WASHINGTON — With $1.3 billion in annual U.S. military aid and a three-decade relationship hanging in the balance, U.S. officials said Tuesday that Army Gen. Martin Dempsey, the chairman of the Joint Chiefs of Staff, would travel to Egypt to press for the criminal charges against at least 16 American nonprofit workers to be dropped.
The visit later this week by the top U.S. military official likely represents the strongest leverage the United States has in its effort to get Egypt's ruling generals to end a crackdown on American and Egyptian nonprofit groups. The White House and the State Department have unsuccessfully pressed the case with the Egypt's military council but no U.S. government department has worked more closely with the council over the years than the Pentagon has.
Officials said Dempsey would reinforce the message — echoing lawmakers on Capitol Hill — that unless Egypt scuttled its plan to try the American nonprofit workers on charges that their agencies illegally received foreign funds, the country seriously risked losing $1.3 billion annually in U.S. military aid.
The Egyptians "are going to be told to lay off the (nonprofit groups) or the money won't be forthcoming," said a person familiar with the deliberations, who wasn't authorized to be quoted because of the issue's sensitivity.
Two Egyptian generals were scheduled to meet Tuesday in Washington with Sens. John McCain, R-Ariz., and Joseph Lieberman, an independent from Connecticut, but the Egyptians abruptly canceled the sessions and cut short their U.S. visit. McCain, in particular, has been extremely critical of the crackdown and has called for the entire U.S.-Egyptian relationship to be re-examined if the charges and a travel ban on the Americans aren't lifted.
Privately, some U.S. officials have described cutting off aid as premature, saying that the threat, if overplayed, could harm long-term American interests.
However, in a phone call last week, Defense Secretary Leon Panetta told the head of the Supreme Council of the Armed Forces, Field Marshal Mohamed Hussein Tantawi, that Congress might cut off aid. Dempsey is expected to meet with Tantawi and with his Egyptian counterpart, Gen. Sami Anan.
Publicly, the Pentagon said Dempsey would be "consulting with friends. He is not delivering ultimatums," said his spokesman, Marine Col. David Lapan.
But the long U.S.-Egyptian military relationship has been transformed since the ouster of former President Hosni Mubarak last year, with Egyptian generals seemingly willing to risk American funding to prove to the public that Egypt's days as a puppet state are over.
Many Egyptians have long regarded the annual military aid package as a bribe to safeguard key U.S. interests — contain Islamist influence, uphold a peace treaty with Israel and keep the Suez Canal open to American warships — even when they ran counter to popular opinion.
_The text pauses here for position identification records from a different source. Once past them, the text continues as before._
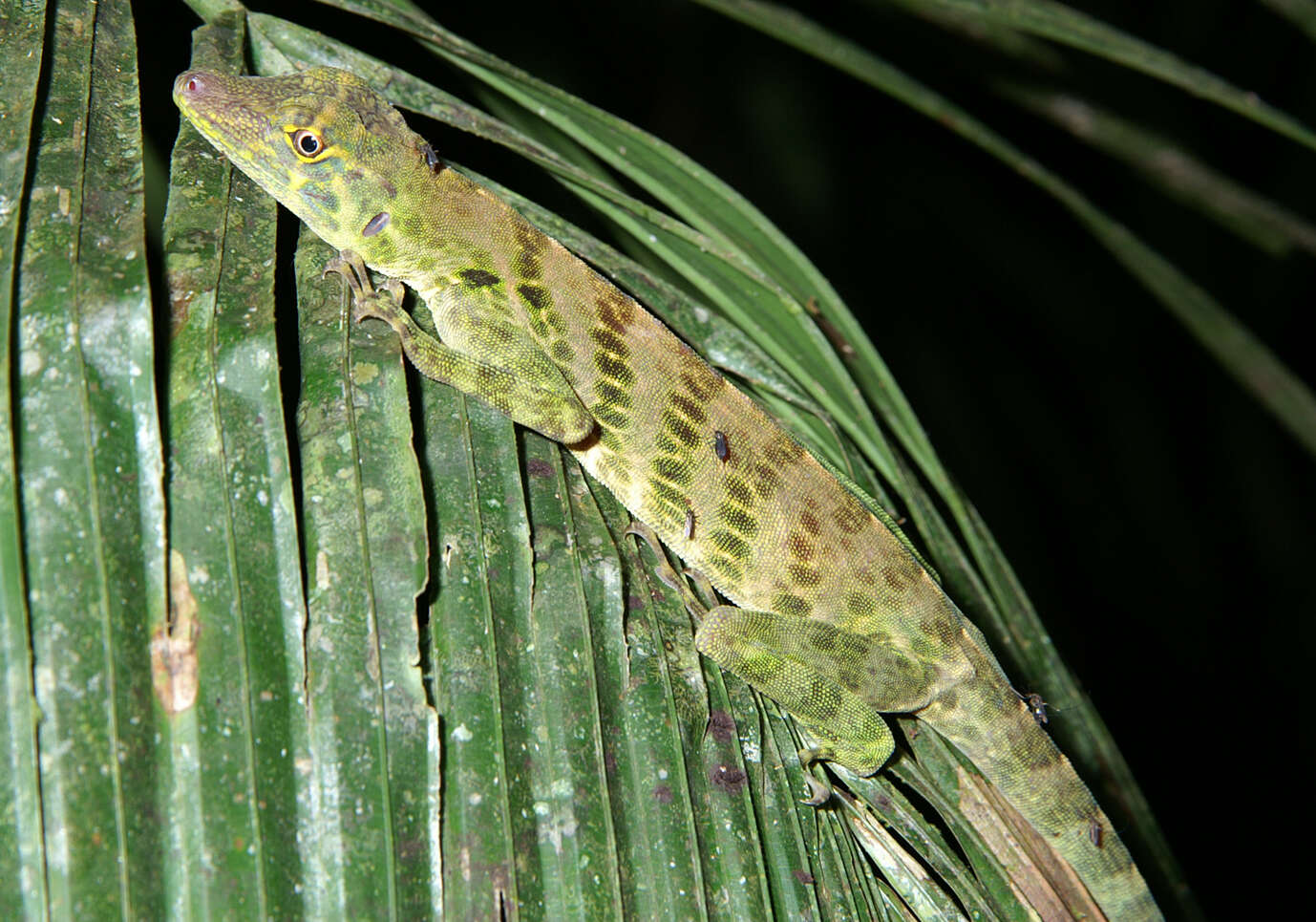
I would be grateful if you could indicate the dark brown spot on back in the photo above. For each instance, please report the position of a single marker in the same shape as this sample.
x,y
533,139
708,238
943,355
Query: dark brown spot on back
x,y
478,278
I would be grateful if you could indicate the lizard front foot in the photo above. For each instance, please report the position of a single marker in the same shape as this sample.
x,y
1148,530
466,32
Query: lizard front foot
x,y
368,302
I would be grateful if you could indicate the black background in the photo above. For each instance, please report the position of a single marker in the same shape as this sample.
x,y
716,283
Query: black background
x,y
1159,519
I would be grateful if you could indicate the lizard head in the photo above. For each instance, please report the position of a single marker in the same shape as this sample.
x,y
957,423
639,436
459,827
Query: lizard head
x,y
321,141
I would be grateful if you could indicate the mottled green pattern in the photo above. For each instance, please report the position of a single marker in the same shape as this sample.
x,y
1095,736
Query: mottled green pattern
x,y
838,622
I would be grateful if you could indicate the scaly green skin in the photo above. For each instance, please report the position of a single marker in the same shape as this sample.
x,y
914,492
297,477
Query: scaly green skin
x,y
838,620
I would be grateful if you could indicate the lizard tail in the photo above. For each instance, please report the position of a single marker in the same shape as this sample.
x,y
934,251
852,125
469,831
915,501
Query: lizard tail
x,y
986,720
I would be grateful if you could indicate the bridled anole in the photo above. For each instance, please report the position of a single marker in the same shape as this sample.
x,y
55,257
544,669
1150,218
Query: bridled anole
x,y
835,618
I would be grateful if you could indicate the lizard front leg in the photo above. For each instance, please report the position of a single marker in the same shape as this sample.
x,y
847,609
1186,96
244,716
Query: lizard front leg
x,y
494,360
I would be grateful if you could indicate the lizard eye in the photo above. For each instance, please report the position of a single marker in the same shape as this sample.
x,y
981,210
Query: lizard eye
x,y
307,143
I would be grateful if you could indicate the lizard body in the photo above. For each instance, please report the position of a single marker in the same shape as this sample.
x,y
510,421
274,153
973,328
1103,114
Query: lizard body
x,y
835,618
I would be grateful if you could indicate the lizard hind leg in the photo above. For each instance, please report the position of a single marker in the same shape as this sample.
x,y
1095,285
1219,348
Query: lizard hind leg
x,y
762,648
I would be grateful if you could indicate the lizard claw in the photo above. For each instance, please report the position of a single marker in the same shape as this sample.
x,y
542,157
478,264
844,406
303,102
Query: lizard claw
x,y
366,301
The arrangement mostly ran smoothly for the 30 years of Mubarak's authoritarian rule, until the uprising swept to power an array of new political forces that are eager to redraw the relationship. Analysts say the case against the American workers signals the emergence of a more assertive Egyptian military that's seeking popular support by displaying what one commentator called "its anti-American credentials."
Despite the worst rift in bilateral relations in decades, analysts added, it remained unclear whether the generals were prepared to abandon U.S. interests or were merely seizing the moment to adjust the old "master-slave" dynamic, as Egyptian politicians call it.
On Sunday, Egyptian prosecutors filed charges against at least 40 international civil society workers of receiving foreign funds illegally and participating in banned activities. Besides the Americans, the defendants reportedly include 16 Egyptians and others of several nationalities.
Egyptian reports initially said that 19 Americans were charged but the State Department said Tuesday that it had accounted for 16. Adding to the confusion, spokeswoman Victoria Nuland said that fewer than half of the Americans currently resided in Egypt and that others hadn't lived there for several years.
It's "a little bit unclear how the Egyptians came up with this list," Nuland said.
At least three of the accused Americans have holed up at the U.S. Embassy in Cairo, an extraordinary measure to keep them from arrest. Other defendants apparently have managed to leave the country despite a travel ban; the court listed "fugitive" by some of the defendants' names.
Among the American defendants is Sam LaHood, the Egypt program director for the International Republican Institute and the son of Transportation Secretary Ray LaHood. The International Republican Institute was among 17 nongovernmental agencies authorities targeted in a raid Dec. 29 against groups suspected of illegally receiving foreign funds.
Egyptian state media's limited coverage of the dispute is couched in calls for national sovereignty as well as blatant accusations — some activists call them incitement to violence — that the groups were funneling money to forces behind the unrest since Mubarak's ouster.
Members of the military council, typically speaking through state media, have issued ominous warnings of "hidden hands" or "foreign hands" sowing chaos under the guise of revolution. Nonprofit workers have complained for years of such smear campaigns, and they say the government barred them from the proper registration process, which could've prevented the current dispute.